Another change revolved around the specifiers. In DSM-5, Tandon said, the diagnosis includes differentiation between first and multiple episodes as well as a designation for remission status (ie, remission, partial remission, and in acute episode). The group felt this change would assist clinicians in making treatment decisions.
With its poor validity and reliability in DSM-IV, the Work Group also tackled the schizoaffective disorder diagnosis, Tandon said. To better differentiate between schizophrenia with mood disorder and schizoaffective disorder, DSM-5 requires a look at the entire course of illness, he explained. Specific mood symptoms must be present for the majority of the illness (at least 50% of the time) to achieve the schizoaffective diagnosis. As a result of this change, Tandon expects there will be less schizoaffective diagnoses and an increase in schizophrenia with major mood disorder. Clinically speaking, that means a change in treatment approach for most patients, he added, with mood stabilizers being used more precisely in these patients.
Meanwhile, Tandon said there has been much controversy surrounded the attenuated psychosis symptom entry. The committee made changes to reflect the fact that less than one third of patients with this diagnosis will later develop psychotic disorder. With so many unanswered questions, the committee wanted to avoid prescribing antipsychotics when they were not necessary, he added. As such, antipsychotics generally should not be used in these patients. Since 60% to 70% of these patients have a psychiatric comorbidity, Tandon said clinicians should focus on treating the comorbidities. He also emphasized the importance of closely monitoring the patients for the next year, as these patients have a 500-fold greater risk of developing a psychotic disorder as compared to the general population. He reminded attendees that early identification of the disorder is important for avoiding some of the deleterious symptoms and changes associated with the early phases of schizophrenia and psychotic disorders.

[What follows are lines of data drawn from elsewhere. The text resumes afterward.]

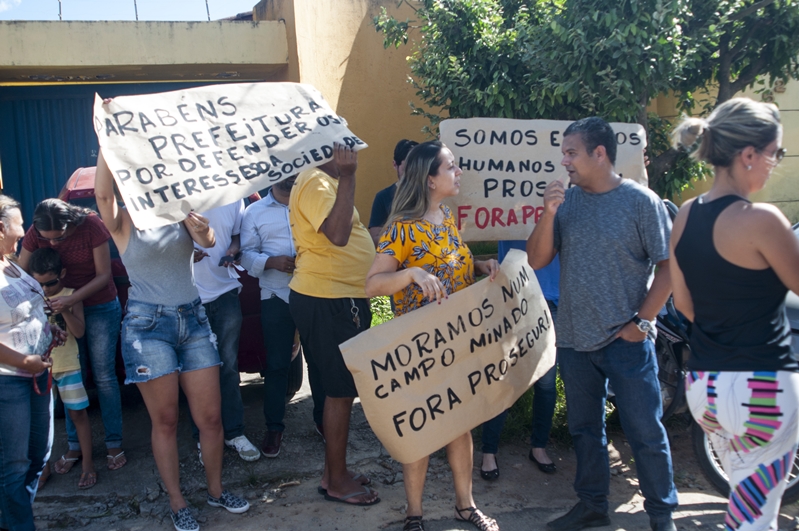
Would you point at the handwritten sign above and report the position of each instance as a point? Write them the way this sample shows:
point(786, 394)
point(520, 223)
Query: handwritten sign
point(507, 164)
point(204, 147)
point(429, 376)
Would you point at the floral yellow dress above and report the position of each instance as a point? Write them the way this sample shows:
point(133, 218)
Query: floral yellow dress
point(438, 249)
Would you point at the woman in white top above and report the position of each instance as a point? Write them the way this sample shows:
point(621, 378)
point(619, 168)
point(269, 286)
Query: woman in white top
point(25, 397)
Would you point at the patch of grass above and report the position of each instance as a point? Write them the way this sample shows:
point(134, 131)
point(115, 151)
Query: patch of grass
point(381, 310)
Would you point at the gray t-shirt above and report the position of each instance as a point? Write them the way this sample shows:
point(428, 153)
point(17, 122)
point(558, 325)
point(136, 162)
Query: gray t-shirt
point(159, 264)
point(609, 244)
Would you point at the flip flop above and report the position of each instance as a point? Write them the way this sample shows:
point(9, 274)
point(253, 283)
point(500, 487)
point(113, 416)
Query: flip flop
point(343, 499)
point(115, 462)
point(87, 480)
point(321, 490)
point(65, 464)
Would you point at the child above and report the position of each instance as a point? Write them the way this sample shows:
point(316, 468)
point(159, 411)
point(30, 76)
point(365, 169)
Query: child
point(46, 268)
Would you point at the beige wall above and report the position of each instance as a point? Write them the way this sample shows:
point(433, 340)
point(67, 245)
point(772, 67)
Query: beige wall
point(140, 51)
point(341, 54)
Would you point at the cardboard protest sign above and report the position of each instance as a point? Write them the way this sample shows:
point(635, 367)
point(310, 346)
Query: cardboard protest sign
point(507, 164)
point(431, 375)
point(204, 147)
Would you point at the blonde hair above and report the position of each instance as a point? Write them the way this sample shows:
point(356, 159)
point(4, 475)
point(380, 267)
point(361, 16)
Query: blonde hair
point(412, 200)
point(731, 127)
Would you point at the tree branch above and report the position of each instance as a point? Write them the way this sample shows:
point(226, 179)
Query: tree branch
point(749, 10)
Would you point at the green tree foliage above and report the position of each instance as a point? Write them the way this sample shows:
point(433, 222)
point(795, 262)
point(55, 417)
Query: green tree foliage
point(566, 59)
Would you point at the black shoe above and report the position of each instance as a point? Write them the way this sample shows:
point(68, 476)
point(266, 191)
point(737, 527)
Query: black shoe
point(546, 468)
point(580, 517)
point(665, 525)
point(490, 475)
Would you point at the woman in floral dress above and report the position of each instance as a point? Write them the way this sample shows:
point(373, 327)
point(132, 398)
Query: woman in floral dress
point(421, 259)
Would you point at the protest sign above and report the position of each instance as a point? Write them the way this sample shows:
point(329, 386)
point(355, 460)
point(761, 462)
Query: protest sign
point(431, 375)
point(507, 164)
point(204, 147)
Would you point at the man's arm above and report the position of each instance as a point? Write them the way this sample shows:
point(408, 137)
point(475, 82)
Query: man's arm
point(337, 227)
point(541, 243)
point(658, 295)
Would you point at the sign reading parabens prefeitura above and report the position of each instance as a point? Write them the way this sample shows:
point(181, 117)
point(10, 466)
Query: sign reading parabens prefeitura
point(199, 148)
point(506, 166)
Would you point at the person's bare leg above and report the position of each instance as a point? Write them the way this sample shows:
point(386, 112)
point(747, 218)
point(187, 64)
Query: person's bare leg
point(489, 462)
point(460, 454)
point(161, 398)
point(201, 388)
point(83, 428)
point(337, 427)
point(413, 475)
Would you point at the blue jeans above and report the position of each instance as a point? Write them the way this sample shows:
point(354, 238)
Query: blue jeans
point(224, 315)
point(99, 347)
point(26, 438)
point(545, 395)
point(631, 369)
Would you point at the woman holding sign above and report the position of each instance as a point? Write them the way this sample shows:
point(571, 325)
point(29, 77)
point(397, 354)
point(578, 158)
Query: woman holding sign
point(167, 343)
point(421, 259)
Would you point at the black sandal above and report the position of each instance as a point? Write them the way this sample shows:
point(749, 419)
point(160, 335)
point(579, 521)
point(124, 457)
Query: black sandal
point(413, 523)
point(476, 517)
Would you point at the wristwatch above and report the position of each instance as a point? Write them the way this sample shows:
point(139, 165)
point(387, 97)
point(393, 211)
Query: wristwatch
point(643, 325)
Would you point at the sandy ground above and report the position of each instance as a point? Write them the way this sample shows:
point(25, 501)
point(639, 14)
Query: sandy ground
point(283, 494)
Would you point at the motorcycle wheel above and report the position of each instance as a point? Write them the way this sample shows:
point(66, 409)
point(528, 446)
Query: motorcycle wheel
point(711, 467)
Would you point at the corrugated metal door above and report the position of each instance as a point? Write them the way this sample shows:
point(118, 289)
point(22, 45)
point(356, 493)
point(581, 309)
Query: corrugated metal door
point(46, 133)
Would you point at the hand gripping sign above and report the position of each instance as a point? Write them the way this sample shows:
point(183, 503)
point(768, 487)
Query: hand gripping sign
point(506, 166)
point(431, 375)
point(199, 148)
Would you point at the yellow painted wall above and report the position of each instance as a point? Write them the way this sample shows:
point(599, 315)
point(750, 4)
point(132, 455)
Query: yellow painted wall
point(340, 53)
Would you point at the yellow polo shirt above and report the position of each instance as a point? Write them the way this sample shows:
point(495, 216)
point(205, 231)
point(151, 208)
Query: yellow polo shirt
point(322, 269)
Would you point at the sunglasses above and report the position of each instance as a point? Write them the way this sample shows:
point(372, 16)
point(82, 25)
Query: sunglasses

Tandon noted a few other minor changes in DSM-5, such as in criterion F, which was expanded and now provides some specifics on how to differentiate autism spectrum disorders from psychotic disorders. In addition, Catatonia was standardized throughout DSM-5, eliminating discrepancies and confusions found in DSM-IV, he said. “Catatonia NEC” was created to allow clinicians greater flexibility. And, while “Not Otherwise Specified” was largely removed for psychotic disorders, Tandon said clinicians can still use this designation if they deem it necessary.
Although the Work Group started out to substantially simplify the psychotic disorders section, Tandon said the changes they finally agreed upon at the end of the long review process were relatively modest. “We were very ambitious and had grandiose goals,” he said about their onset. Yet, he added, the changes that were made were clinically useful and should assist clinicians in improving care for their patients.